Question.

Which one of the following statements regarding tetanus is correct?

a.Clostridium tetani

    1. is a gram negative organism

b.

    1. The period from inoculation to symptoms is 48 hours

c.Tetanospasmin blocks acetylcholine receptors at neuromuscular junctions

d.Human anti-tetanus immunoglobulin (HATI) is used to treat established disease

e.death occurs by overwhelming sepsis

 

Answer.

The answer is d. Human anti-tetanus immunoglobulin (HATI) is used to treat tetanus

 
Explanation.

Tetanus is caused by the anaerobic gram positive spore forming rod Clostridium tetani. The organism and its spores are ubiquitous in the soil and in the faeces of grass eating animals. Spores germinate and the organism multiplies when inoculated into soft tissues wounds. Particularly favoured by C. tetani are deep or puncture wounds (anaerobic environment), wounds with devitalised tissue and those contaminated with soil or manure. Other at risk groups include: 1) intravenous drug users, where dirty needles are used for drug injection; and 2) neonates where unhygienic practice is used cutting the umbilical cord. The incubation period for tetanus averages eight days (but can be as long as weeks).
The disease, tetanus, typically progresses as follows,
• Tetanus infected wounds initially display marked local soft tissue inflammation.
• systemic features develop with the release of tetanospasmin, a highly potent neurotoxin which blocks the release of the inhibitory neurotransmitter GABA from nerve endings.
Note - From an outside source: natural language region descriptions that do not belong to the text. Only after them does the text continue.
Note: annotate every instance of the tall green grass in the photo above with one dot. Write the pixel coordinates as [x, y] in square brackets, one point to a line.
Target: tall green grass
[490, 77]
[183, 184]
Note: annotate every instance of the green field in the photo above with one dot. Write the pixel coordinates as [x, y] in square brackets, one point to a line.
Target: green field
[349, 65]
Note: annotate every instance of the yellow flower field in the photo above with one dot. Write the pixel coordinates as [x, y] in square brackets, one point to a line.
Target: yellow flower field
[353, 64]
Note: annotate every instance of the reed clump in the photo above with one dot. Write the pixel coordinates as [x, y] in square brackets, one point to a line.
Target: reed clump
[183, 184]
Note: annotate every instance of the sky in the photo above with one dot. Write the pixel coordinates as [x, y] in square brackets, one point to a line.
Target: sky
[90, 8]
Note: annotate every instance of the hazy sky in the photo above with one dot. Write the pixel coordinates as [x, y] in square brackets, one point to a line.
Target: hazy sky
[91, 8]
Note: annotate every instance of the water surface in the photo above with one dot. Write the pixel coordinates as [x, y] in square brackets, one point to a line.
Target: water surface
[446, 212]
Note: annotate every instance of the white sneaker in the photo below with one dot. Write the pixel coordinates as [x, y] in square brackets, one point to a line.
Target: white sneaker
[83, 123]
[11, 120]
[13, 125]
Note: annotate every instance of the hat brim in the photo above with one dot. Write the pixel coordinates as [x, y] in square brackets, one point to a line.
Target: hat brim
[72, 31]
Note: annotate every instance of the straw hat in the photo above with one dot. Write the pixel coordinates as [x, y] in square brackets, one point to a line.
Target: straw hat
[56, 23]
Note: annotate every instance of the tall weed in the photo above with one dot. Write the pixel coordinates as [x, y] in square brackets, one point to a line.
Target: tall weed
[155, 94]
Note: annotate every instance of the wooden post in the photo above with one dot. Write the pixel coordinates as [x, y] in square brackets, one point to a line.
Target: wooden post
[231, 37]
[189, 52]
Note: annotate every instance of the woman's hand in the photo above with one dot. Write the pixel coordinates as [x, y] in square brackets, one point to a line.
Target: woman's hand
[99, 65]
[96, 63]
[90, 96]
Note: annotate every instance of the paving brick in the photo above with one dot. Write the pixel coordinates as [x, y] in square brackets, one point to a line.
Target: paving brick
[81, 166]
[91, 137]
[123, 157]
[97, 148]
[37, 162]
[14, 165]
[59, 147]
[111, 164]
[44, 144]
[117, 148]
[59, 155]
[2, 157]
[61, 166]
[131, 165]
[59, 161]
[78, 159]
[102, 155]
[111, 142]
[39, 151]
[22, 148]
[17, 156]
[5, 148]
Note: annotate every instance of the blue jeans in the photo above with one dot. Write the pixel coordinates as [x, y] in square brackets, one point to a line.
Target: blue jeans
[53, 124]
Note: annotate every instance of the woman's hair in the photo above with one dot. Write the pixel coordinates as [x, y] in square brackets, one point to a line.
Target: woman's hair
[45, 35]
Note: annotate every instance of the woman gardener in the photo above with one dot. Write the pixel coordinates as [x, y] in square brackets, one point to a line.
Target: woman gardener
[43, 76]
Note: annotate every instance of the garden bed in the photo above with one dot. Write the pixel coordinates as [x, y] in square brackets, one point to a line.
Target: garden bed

In the absence of GABA inhibition, muscular spasm and rigidity occur – initially of the muscles close to the infected wound, then of the jaw (causing trismus or lockjaw) and progressing to all muscles to give opisthotonus (whole body rigidity and hyperextension).
• autonomic disturbance – profuse sweating, tachycardia and raised blood-pressure – accompany systemic disease.
• death is by respiratory failure due to respiratory muscle tetany.

Mainstay of treatment for tetanus is wound debridement to remove tissue contaminated with C. Tetani along with neutralization of unbound toxin with anti-tetanus immune globulin (HATI). Most patients will need ventilation on an intensive care unit. Antibiotics (penicillin and metronidazole) are commonly used but have only a minor role. Despite aggressive treatment around 30% of systemically affected cases die.
Prevention of tetanus is through active and passive immunization (see the UK Government’s Green Book: www.gov.uk/government/collections/immunisation-against-infectious-disease-the-green-book. Chapter 30).